Full-text search across Bible verses with token-based intersection, book/testament filtering, and search history.
Alkitab/src/main/java/yuku/alkitab/base/ac/SearchActivity.kt— Search UI with history autocompleteAlkitab/src/main/java/yuku/alkitab/base/util/SearchEngine.kt— Core search engine (grep-based, token intersection)Alkitab/src/main/java/yuku/alkitab/base/util/QueryTokenizer.kt— Tokenizes queries with quote and plus-sign supportAlkitab/src/main/java/yuku/alkitab/base/util/SearchEngineQuery.kt— Data class holding query string and optional book filter (bookIds: SparseBooleanArray?)

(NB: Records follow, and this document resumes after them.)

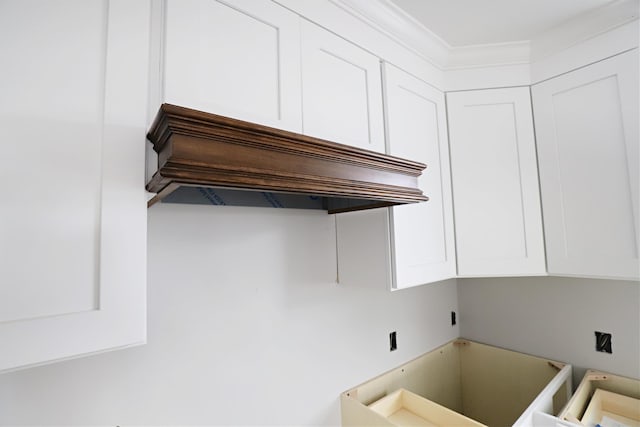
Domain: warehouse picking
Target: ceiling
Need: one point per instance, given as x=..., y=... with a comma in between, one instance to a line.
x=472, y=22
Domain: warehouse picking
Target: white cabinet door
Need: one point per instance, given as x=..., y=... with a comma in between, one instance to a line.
x=237, y=58
x=341, y=90
x=587, y=129
x=413, y=244
x=496, y=195
x=73, y=212
x=422, y=241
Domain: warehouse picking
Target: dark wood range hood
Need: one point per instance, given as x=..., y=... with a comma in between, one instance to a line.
x=206, y=158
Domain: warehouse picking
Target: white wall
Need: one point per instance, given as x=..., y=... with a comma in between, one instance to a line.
x=246, y=326
x=556, y=318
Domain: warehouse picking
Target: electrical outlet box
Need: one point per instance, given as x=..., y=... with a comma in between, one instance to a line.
x=603, y=342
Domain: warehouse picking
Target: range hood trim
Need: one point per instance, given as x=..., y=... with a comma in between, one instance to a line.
x=203, y=149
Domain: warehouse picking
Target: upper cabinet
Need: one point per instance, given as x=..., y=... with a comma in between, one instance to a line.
x=73, y=215
x=341, y=90
x=495, y=183
x=413, y=244
x=237, y=58
x=587, y=129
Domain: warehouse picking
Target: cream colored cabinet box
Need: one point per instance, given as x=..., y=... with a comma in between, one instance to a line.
x=489, y=385
x=601, y=394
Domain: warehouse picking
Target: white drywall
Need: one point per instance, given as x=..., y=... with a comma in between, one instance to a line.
x=556, y=318
x=246, y=326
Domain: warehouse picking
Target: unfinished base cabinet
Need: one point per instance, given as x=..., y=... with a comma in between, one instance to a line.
x=480, y=384
x=413, y=244
x=588, y=148
x=601, y=395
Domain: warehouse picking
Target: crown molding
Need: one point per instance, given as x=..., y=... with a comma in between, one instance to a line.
x=389, y=19
x=583, y=28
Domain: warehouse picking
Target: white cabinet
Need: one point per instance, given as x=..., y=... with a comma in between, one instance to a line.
x=237, y=58
x=413, y=244
x=495, y=183
x=587, y=130
x=73, y=212
x=341, y=90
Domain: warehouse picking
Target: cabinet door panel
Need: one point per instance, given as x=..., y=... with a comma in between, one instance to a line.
x=495, y=183
x=73, y=217
x=239, y=58
x=342, y=90
x=422, y=233
x=587, y=127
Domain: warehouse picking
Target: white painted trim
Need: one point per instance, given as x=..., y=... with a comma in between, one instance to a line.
x=488, y=55
x=389, y=19
x=594, y=49
x=583, y=28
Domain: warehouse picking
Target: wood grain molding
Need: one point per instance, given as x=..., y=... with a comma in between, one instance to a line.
x=206, y=150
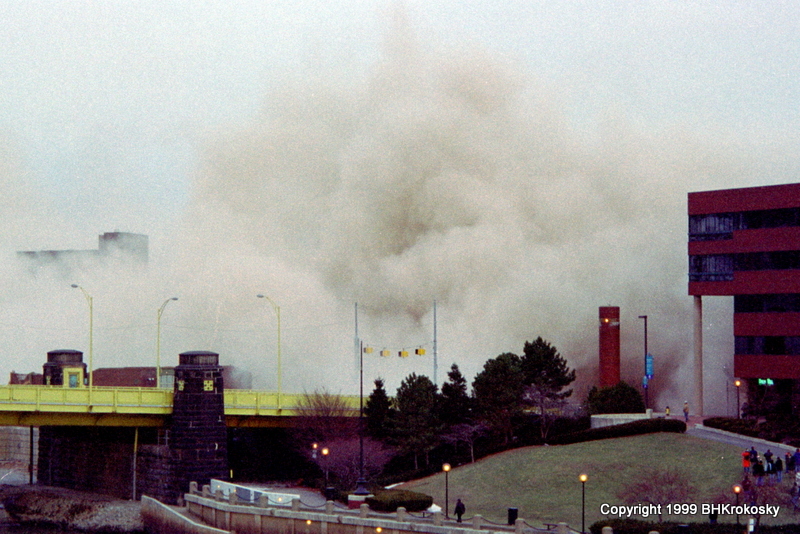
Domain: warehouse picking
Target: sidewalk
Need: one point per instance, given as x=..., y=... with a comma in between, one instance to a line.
x=696, y=428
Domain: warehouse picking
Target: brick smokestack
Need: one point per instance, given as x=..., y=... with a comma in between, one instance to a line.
x=609, y=346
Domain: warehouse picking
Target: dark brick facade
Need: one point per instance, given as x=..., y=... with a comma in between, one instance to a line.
x=198, y=434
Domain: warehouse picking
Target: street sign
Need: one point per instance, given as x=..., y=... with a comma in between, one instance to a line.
x=648, y=366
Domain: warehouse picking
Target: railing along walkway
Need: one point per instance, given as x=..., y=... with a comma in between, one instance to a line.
x=434, y=522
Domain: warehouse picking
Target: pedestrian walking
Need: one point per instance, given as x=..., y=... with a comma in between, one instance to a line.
x=460, y=509
x=758, y=472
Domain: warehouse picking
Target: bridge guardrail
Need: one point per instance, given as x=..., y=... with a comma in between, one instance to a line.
x=142, y=400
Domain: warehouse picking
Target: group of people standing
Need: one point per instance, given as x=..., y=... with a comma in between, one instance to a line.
x=770, y=468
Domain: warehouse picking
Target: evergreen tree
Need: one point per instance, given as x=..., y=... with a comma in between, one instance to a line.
x=543, y=366
x=455, y=406
x=378, y=412
x=417, y=425
x=498, y=391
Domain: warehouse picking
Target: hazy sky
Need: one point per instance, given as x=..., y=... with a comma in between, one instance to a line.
x=149, y=116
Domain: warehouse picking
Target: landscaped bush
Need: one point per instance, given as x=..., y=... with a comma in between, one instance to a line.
x=634, y=526
x=390, y=500
x=634, y=428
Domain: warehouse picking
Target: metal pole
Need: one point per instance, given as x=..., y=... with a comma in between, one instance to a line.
x=583, y=506
x=277, y=310
x=89, y=301
x=135, y=453
x=646, y=403
x=361, y=483
x=738, y=384
x=30, y=457
x=158, y=340
x=447, y=494
x=435, y=348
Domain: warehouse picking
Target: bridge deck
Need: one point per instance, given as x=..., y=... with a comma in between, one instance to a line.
x=120, y=406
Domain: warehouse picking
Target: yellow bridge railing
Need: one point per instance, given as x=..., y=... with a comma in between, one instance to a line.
x=125, y=406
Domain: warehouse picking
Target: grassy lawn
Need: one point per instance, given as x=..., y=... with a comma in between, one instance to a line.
x=542, y=482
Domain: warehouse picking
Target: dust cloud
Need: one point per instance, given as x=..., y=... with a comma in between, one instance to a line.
x=452, y=176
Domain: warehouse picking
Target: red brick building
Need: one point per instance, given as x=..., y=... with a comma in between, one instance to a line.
x=745, y=243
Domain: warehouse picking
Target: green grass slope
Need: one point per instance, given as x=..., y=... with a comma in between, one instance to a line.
x=542, y=482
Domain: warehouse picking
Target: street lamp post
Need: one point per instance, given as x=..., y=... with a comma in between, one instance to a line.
x=325, y=453
x=583, y=478
x=89, y=301
x=645, y=360
x=277, y=310
x=446, y=469
x=361, y=483
x=158, y=341
x=738, y=384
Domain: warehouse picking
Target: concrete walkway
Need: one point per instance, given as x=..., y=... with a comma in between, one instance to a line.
x=695, y=428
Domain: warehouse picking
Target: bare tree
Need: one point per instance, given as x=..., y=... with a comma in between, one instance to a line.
x=466, y=433
x=342, y=461
x=547, y=402
x=659, y=487
x=325, y=417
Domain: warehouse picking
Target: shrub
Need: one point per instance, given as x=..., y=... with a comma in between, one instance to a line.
x=389, y=500
x=620, y=398
x=634, y=428
x=635, y=526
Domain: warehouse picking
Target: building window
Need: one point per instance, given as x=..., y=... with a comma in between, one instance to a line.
x=712, y=226
x=778, y=303
x=770, y=345
x=711, y=268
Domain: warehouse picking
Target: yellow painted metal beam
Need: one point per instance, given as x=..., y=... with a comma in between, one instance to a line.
x=110, y=406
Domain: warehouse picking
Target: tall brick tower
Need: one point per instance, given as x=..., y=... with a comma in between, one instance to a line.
x=198, y=435
x=609, y=346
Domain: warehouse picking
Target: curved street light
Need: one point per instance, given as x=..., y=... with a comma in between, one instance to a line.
x=583, y=478
x=277, y=310
x=158, y=341
x=446, y=469
x=89, y=301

QueryTokenizer.tokenize(query) splits a query string into tokens using these rules:
-
Space-separated terms — each term becomes a separate token. All tokens must match (AND logic).
- Example:
love grace→ tokens["love", "grace"]
- Example:
-
Quoted phrases — text inside quotes becomes a single token with a
+prefix (triggers whole-word matching). Supports ASCII"..."and Unicode curly quotes\u201c...\u201d(and reversed).- Example:
"in the beginning"→ token["+in the beginning"]
- Example:
-
Plus-prefixed words — a
+before a word triggers whole-word matching for that word. Multiple consecutive+wordtokens are joined into a single multi-word token.- Example:
+love→ token["+love"](whole-word: won't match "beloved") - Example:
+in +the→ token["+in the"](multi-word phrase)
- Example:
The + prefix on a token determines the matching mode:
| Token | Mode | Behavior |
|---|---|---|
love |
Substring | Matches "love", "beloved", "loves", "gloved" |
+love |
Whole-word | Matches only "love" surrounded by non-letter/non-digit chars or string boundaries |
+"in the beginning" |
Multi-word phrase | Whole-word match of each word in sequence, tolerant of formatting tags and punctuation between words |
When a +-prefixed token contains multiple words, QueryTokenizer.tokenizeMultiwordToken() splits it on word boundaries ([\p{javaLetterOrDigit}'-]+). The search then uses indexOfWholeMultiword() which:
- Finds each word as a whole-word match
- Strips inline formatting tags (
@<...@>...@/) between words - Skips punctuation between words
- Requires all words to appear in sequence within the same verse
SearchEngine.searchByGrep() performs a grep-based search across all verses:
- Tokenize the query via
QueryTokenizer.tokenize() - Sort tokens by length (longest first), then alphabetically — this is an optimization so the most selective token is searched first
- Remove duplicate tokens
- For each token sequentially:
- Iterate over all books (or the filtered subset from
SearchEngineQuery.bookIds) - For each book, iterate over all chapters
- Load chapter text (lowercased, formatting codes intact) via
version.loadChapterTextLowercasedWithoutSplit(book, chapter_1) - For each verse in the chapter, check if the token matches:
- Substring tokens:
indexOf()on lowercased text - Whole-word tokens:
indexOfWholeWord()— checks that match boundaries are non-letter/non-digit - Multi-word tokens:
indexOfWholeMultiword()— sequential word matching with tag/punctuation tolerance
- Substring tokens:
- Collect matching verse ARIs into an
IntArrayList - If this is not the first token, intersect the new results with the previous token's results (only verses matching ALL tokens survive)
- Iterate over all books (or the filtered subset from
- Return final intersection as the result set
Key detail: the algorithm searches one token at a time across all verses, then intersects results — it does NOT check all tokens per verse. This means the first (longest) token prunes the result set early, making subsequent token searches faster.
- Testament: Old Testament only, New Testament only, or all
- Single book: Restrict search to a specific Bible book
- Filters are passed via
SearchEngineQuery.bookIds(SparseBooleanArraymapping bookId → included)
Recent searches are stored as JSON in preferences (Prefkey.searchHistory), bounded to a maximum of 20 entries. New searches are added to the front; duplicates are removed before re-adding. History entries appear as autocomplete suggestions in SearchActivity.
Results show verse reference and text with keyword highlighting. TextColorUtil adapts highlight colors to the current theme's background brightness. Users can select results to navigate to that verse in IsiActivity.